05:15 Uhr aufstehen für Uwe, da er den Sonnenaufgang fotografieren möchte. Direkt danach auf den Trail und sehen, was der Jeep hergibt. Mehr als gedacht. Da musste ich allen Mut zusammenfassen, um vor der steinigen Steigung nicht zu kneifen. Schwitz.. der Jeep machts. Was ich zu diesem Zeitpunkt noch nicht wusste, dass dies nur der Anfang und “Kindergarten” ist, zu dem was ein Jeep so alles kann…!

Ein Ruhetag auf dem Campingplatz. Uwe ist von unseren Nachbarn Dan und Winni eingeladen worden zum Offroad fahren auf den wirklichen Pisten. Mit dem 46 Jahre alten Offroad-Jeep ging es los, direkt in Hells Revange. Dan hat mit 60 Jahren damit begonnen und fährt mit seinen 78 Jahren ganz locker und entspannt die steilsten Abschnitte. Bei öffentlichen Anbietern zahlt man für ‘wining’ 5$ 🙂 Uwe hat nicht geweint, sondern den 3-Stunden-Ausflug in tolles Allradgelände sehr genossen, auch wenn manche Berge zunächst nicht machbar aussahen. Diese Strecken sind für Mietfahrzeuge übrigens gesperrt.

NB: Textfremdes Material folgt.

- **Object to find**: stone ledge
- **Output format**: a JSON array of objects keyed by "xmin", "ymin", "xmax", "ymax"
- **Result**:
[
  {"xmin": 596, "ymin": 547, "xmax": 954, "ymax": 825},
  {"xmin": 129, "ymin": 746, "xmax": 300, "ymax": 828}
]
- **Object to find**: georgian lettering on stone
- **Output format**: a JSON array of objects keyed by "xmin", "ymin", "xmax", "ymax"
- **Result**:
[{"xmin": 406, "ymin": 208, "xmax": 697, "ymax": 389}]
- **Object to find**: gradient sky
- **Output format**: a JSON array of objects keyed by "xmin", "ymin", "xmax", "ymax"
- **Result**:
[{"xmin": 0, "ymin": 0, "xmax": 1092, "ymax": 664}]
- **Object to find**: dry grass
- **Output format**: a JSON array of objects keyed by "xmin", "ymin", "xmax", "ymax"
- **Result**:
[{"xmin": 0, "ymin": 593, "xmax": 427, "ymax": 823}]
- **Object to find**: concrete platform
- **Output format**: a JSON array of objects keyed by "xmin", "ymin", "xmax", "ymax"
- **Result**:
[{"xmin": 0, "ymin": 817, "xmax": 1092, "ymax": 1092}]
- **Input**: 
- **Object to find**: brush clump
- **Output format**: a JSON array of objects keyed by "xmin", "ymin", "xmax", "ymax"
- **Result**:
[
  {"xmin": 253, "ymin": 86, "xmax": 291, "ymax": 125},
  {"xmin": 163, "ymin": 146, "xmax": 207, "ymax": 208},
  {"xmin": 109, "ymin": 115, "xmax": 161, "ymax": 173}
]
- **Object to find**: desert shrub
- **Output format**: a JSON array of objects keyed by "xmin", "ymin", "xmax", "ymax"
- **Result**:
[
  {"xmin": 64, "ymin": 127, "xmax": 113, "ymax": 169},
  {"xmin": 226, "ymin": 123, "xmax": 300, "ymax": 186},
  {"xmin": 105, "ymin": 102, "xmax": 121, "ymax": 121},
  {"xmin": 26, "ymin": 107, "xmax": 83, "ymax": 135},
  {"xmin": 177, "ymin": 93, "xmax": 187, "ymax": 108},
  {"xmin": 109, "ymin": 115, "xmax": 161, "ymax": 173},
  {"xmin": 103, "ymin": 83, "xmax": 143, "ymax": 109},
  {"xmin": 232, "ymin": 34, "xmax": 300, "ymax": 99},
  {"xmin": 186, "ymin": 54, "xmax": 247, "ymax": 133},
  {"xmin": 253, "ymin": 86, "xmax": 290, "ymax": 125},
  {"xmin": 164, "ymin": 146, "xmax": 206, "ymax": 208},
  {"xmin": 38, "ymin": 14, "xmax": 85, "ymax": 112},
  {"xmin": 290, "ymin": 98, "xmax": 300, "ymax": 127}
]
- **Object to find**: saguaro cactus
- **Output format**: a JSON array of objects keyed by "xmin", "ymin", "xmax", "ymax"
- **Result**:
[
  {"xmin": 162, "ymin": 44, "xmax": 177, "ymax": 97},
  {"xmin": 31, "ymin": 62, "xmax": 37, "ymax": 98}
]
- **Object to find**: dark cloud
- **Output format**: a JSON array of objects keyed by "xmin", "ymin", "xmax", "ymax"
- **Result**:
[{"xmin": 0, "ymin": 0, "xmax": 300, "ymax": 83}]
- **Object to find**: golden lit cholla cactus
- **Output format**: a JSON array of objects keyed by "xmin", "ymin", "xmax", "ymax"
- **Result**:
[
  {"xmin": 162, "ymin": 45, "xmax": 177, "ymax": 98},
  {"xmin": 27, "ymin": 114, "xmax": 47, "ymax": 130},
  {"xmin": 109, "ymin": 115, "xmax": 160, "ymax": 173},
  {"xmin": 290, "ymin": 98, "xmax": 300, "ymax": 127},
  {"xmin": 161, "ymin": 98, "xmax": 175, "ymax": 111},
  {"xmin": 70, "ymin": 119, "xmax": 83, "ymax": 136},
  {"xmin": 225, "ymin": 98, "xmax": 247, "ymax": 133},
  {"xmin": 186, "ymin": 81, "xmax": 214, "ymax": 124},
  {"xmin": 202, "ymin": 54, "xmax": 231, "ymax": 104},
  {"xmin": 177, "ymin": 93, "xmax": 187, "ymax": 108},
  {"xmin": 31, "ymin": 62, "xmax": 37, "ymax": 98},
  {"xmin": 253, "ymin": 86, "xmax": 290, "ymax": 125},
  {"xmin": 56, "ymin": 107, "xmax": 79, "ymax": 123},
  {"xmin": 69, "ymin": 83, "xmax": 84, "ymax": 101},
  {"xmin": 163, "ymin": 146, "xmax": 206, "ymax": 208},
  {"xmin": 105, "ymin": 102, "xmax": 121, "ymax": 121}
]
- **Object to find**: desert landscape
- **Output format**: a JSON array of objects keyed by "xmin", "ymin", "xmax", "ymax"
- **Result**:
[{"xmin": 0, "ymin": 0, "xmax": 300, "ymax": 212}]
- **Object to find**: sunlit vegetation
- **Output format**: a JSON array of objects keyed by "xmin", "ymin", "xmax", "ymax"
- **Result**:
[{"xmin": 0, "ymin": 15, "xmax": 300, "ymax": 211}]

Winni, die 75jährige Frau von Dan hat vom Rücksitz aus die Fäden in der Hand behalten und Dan Hinweise gegeben, wenn er noch nicht an alles gedacht hatte. (Leider lässt sich hier kein Film hochladen, da ich einige Mitschnitte gemacht habe. Jedoch ist zu sagen, wenn man bergab nur noch Boden vor sich sieht – also nahezu senkrecht und bergauf nur noch Himmel, dann lässt sich jedes Fahrgeschägt auf der Kirmes sparen)

Kristin und ich waren derweil auf dem Spielplatz, haben Postkarten geschrieben, die sie diktiert hat, haben den Einkauf gemacht und bei über 30 Grad alle 5 gerade sein lassen.

Abends sind wir nach Moab reingelaufen und haben im Peace Tree lecker vegetarisch gegessen.  Kristin war etwas müde, nachdem das Mittagsschläfchen ausgefallen war. So ist sie um 19.30 Uhr ins Bett gehüpft und wir haben den lauen Abend draußen vorm Camper genossen.